1981 saw the introduction of jets: Boeing 727-100s. They allowed for longer routes to be flown.
In 1987 the modified Herons were replaced by Fokker F-27s.
1991 saw a complete fleet change put into action to support the now wide domestic route network. The Fokker Friendships were replaced with modern ATR 42 twins and the aging series 100 Boeing 727s were replaced with newer series 200Advanced types, with further 727s being leased in the mid 1990s.
ACES Colombia took on freight services from the mid 1990s when the airline won postal contracts. Toward the end of the 1990s Airbus A320 jets were leased to replace the now aging 727s and a new livery was introduced with them.
During 2002 a merger with Avianca took place: Alianza Summa became the new name for AVIANCA, SAM, & Aces (Colombia) with the aim to cooperate, to fight foreign competion and declining traffic. Summa, made up by ACES, Avianca and the smaller SAM, was owned 50-50 by Colombia's National Coffee Federation and magnate Julio Mario Santo Domingo. The group was formed in an agreement between the federation, which owned ACES, and Santo Domingo, who controlled Avianca and SAM.

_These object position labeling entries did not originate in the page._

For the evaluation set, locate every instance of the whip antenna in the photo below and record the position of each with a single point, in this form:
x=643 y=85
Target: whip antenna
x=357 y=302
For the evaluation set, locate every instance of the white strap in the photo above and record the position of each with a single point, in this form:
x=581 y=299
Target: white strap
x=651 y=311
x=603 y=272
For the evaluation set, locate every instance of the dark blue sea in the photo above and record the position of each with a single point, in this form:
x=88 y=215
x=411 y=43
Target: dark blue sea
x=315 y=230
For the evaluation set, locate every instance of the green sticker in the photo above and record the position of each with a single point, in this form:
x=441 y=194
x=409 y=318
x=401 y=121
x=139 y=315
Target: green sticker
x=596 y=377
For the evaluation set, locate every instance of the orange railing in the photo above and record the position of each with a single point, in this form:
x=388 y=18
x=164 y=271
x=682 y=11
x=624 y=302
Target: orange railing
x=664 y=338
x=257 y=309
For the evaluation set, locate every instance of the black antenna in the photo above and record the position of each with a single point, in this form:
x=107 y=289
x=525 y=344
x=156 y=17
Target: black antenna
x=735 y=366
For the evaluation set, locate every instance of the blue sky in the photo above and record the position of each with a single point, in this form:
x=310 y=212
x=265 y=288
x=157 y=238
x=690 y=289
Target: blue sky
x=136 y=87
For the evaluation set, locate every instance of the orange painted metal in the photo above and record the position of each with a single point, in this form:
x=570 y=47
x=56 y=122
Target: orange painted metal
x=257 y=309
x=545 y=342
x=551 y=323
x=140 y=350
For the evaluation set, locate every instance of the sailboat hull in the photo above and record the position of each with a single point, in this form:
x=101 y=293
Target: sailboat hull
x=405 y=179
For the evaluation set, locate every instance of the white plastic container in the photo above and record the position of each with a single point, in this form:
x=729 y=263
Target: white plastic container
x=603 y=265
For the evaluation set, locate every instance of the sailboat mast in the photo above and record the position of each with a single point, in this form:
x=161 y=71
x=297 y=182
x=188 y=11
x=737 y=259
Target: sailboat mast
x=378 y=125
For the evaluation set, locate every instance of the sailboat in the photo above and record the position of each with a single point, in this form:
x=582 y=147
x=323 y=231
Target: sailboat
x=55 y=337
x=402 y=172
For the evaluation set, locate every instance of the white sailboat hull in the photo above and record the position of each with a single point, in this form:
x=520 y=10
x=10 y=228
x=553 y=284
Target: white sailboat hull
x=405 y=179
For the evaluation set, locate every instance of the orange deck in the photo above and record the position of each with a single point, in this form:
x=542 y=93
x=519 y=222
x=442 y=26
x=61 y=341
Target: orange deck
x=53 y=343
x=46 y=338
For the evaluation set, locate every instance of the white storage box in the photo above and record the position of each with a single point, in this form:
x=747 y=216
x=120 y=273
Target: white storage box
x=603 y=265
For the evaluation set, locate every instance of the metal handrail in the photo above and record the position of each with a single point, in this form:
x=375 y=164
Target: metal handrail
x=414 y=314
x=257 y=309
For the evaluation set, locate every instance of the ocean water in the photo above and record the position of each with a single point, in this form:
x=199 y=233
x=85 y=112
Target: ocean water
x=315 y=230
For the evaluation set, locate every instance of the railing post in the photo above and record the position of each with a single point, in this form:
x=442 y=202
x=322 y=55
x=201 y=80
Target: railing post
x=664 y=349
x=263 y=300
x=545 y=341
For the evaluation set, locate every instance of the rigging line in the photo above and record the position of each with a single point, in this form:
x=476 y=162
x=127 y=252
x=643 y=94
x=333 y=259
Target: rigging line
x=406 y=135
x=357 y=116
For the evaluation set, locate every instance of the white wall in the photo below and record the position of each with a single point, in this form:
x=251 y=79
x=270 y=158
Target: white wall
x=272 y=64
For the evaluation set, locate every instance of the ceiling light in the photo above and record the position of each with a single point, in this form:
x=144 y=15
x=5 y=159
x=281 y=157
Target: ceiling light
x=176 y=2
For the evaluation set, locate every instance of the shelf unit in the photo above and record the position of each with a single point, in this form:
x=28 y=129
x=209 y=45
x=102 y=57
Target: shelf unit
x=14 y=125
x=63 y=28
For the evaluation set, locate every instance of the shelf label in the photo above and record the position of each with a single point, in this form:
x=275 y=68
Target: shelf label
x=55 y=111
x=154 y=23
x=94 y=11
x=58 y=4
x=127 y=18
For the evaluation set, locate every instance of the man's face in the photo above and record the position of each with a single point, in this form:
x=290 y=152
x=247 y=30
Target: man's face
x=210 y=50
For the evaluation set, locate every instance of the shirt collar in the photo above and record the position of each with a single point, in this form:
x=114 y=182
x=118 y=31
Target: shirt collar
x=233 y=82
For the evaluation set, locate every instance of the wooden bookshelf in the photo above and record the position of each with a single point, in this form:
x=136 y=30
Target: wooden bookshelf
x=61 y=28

09Jun03: Colombia's Aces airline is returning 8 short-range 47-seat ATR-42 propeller aircraft to leasing companies under parent group Alianza Summa's broad reorganization plan, Summa announced.
ACES' fleet had shriveled to 5 planes from 17 by the time operations were suspended. The airline lost $9 million in the first four months of the year, taking its liabilities to $76 million at the end of April 2003.